Gardening season is finally here (YES!) and this couldn’t be a more perfect way to use up summer zucchini. This bread freezes beautifully, too!
Your Simple Ingredients
- You’ll need 1 ½ cups of finely shredded zucchini (about one medium). There’s no need to peel the zucchini and you don’t need to squeeze it dry.
- Increase or decrease the amounts of lemon zest depending on how much of a burst of citrus you want!
- This recipe uses a tad of ground cinnamon which is a delicious, slightly savory addition – feel free to omit it, if desired.
How to Make Lemon Zucchini Bread
Following is a brief summary, please see the recipe card for full detailed instructions.
- Whisk together dry ingredients in a large bowl.
- In a separate medium bowl, whisk together oil, eggs and lemon juice. Stir in the shredded zucchini.
- Add the wet mixture to the dry mixture and stir to combine.
- Transfer batter to a prepared loaf pan, spread evenly and bake for 45 to 50 minutes, or until a toothpick inserted in the center is removed clean.
- Prepare the simple glaze while the bread is cooling.
How to Freeze Zucchini Bread
Wrap tightly in plastic wrap or aluminum foil, place in a resealable freezer bag and freeze for up to 3 months. If you’re planning to freeze, do not glaze the bread (add the glaze after thawing). I love to freeze individual slices to take out when I get a craving!

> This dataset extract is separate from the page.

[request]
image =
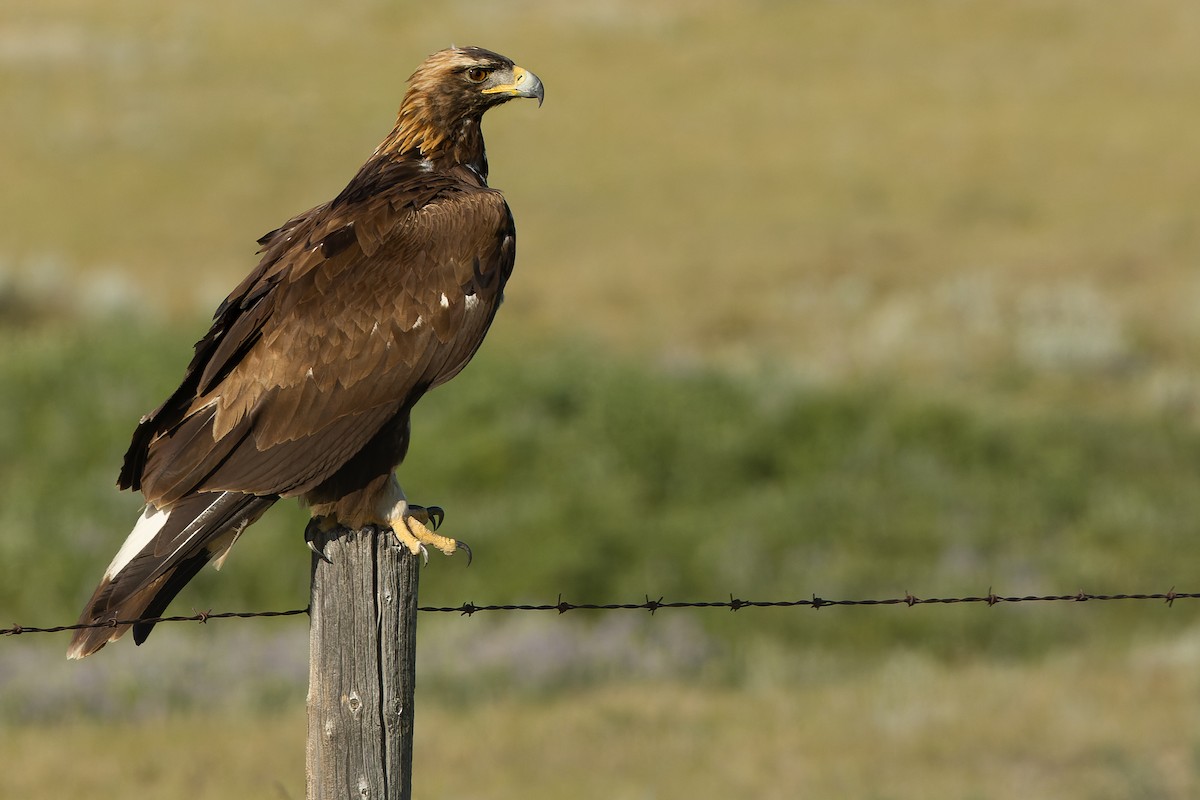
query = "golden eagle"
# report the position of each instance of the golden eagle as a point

More Delicious Quick Breads
Lemon Zucchini Bread
- 1 ½ cups all-purpose flour
- 1 cup granulated sugar
- 2 teaspoons baking powder
- ¼ teaspoon ground cinnamon
- ¼ teaspoon salt
- 1 tablespoon lemon zest from approximately 1 medium lemon
- ⅓ cup vegetable oil
- 2 large eggs
- 2 tablespoons lemon juice
- 1 ½ cups finely shredded zucchini (skin-on, about 1 medium) Do NOT drain or squeeze dry
For the glaze:
- 1 cup powdered sugar
- 2 tablespoons lemon juice
- 1 ½ teaspoons lemon zest
- Preheat your oven to 350 degrees F. Lightly butter a 9 x 5 loaf pan and set aside.

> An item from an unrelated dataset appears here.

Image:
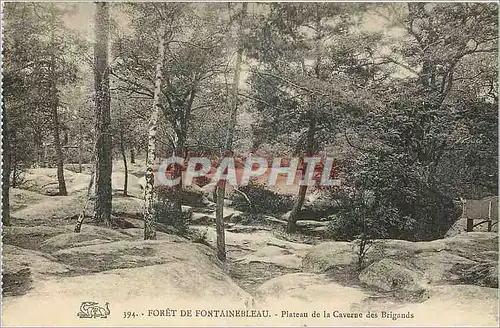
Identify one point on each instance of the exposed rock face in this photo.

- Whisk together flour, granulated sugar, baking powder, cinnamon, salt and lemon zest in a large bowl.
- In a separate medium bowl, whisk together oil, eggs and lemon juice until well combined. Stir in the shredded zucchini.

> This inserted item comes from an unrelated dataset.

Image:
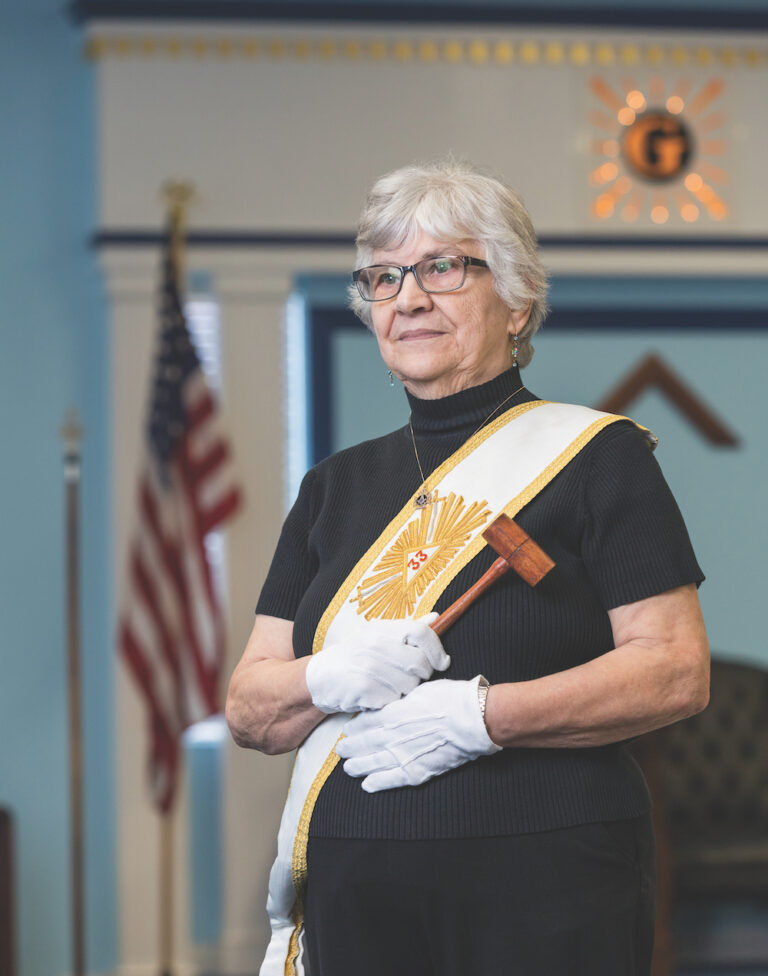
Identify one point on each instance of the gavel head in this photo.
(519, 550)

- Add the wet zucchini mixture to the dry flour mixture and stir to combine (do not over-mix).
- Transfer the batter to prepared loaf pan and spread evenly. Bake for 45 to 50 minutes, or until a toothpick inserted in the center is removed clean.
- Cool on a wire rack for 15 minutes, then carefully remove the bread from pan, place on the rack and allow to cool completely.
- While the bread is cooling, prepare the glaze by whisking or stirring together powdered sugar, lemon juice and lemon zest in a small bowl until smooth.
- Drizzle glaze over cooled bread.
- Store in an airtight container in the fridge for up to 5 days.
- To freeze, wrap unglazed and cooled bread tightly in aluminum foil or plastic wrap. Place in a resealable freezer storage bag and freeze for up to 3 months.
- Cinnamon can be omitted, if desired.
- Increase or decrease the amount of lemon juice in the glaze depending upon desired consistency.
If provided, nutritional info is a courtesy, is not guaranteed and should only be considered as a guideline.